Subvert Normality: The Streetwise Voice of Linda Manz

“Anyone with that kind of brilliance, you just give them space . . . She was a kind of unique, extraordinary, eccentric wild animal. And some jewels came out of her mouth.”

Richard Gere

On Halloween 1978, a month after the release of Terrence Malick’s Days of Heaven, its youngest star, seventeen-year-old Linda Manz, snapped a plastic barrette in her hair and sat down with reporter Bobbie Wygant. In archival footage, Wygant, the Barbara Walters of Dallas–Fort Worth’s Channel 5, hair sprayed and set in a dark cloud surrounding her face, introduces their brief segment, “From New York Street Kid to Hollywood Star.” She marvels at the unknown actor who was cast over Tatum O’Neal largely because—as Wygant sums it up—Manz possessed the same qualities as the character Malick had in mind: “a young, uneducated, rough-hewn child from unfortunate circumstances.” But did the actor herself know why she’d been cast? Wygant asks.

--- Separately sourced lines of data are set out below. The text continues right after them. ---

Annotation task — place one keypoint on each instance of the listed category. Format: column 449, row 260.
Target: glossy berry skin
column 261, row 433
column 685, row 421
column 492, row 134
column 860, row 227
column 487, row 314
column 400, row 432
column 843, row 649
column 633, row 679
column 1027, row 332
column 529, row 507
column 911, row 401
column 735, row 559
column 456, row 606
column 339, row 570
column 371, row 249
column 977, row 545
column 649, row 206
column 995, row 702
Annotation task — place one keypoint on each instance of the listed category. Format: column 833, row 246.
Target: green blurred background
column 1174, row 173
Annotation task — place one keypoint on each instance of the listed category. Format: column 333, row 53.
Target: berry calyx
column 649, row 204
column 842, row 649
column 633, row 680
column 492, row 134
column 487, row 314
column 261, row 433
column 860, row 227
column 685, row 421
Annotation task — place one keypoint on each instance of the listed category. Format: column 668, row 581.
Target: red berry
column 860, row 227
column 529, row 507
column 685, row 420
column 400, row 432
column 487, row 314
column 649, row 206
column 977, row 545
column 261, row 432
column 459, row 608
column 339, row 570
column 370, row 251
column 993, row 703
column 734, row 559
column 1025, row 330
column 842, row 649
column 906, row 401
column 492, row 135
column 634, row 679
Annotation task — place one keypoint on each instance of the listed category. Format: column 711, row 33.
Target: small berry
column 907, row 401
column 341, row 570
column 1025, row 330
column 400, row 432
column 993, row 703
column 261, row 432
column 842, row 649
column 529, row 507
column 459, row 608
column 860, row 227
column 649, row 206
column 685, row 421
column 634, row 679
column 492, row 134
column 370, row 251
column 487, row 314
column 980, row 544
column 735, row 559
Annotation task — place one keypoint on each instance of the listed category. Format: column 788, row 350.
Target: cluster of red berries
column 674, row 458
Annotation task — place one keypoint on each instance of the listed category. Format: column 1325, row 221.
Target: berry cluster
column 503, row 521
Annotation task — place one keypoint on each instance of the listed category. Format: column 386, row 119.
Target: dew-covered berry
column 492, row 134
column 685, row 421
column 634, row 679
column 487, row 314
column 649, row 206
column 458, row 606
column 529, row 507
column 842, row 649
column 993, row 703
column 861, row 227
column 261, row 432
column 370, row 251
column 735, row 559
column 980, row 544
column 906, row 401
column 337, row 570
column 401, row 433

Manz simply rolls with all this, much as she had in the making of Malick’s film. “Well, they think I’m a natural,” she tells Wygant, her precociously husky New-York-tough accent instantly finding a swaggering rhythm. “I was born in the streets, I grew up in the streets, and I know everything that’s going on in the streets.” You can picture her climbing up on a Texas Panhandle–bound boxcar, falling into her own opening narration from the film: “We used to roam the streets, looking for adventuhs.”

“So you were part of the streets?” Wygant says.

“Well,” Manz pauses, like an improv actor buying valuable seconds of time. “Kind of.” 

“You ever been busted?” Wygant ventures hopefully.

“Uh-uh. No. I always chicken outta those things. Like if the kids are gonna go rob something, I say, see you later.” 

And if she wasn’t in the movies?

“Probably I’d be in the streets or in a grave,” Manz says, breaking into a big smile. “Probably be murdered by those kids.”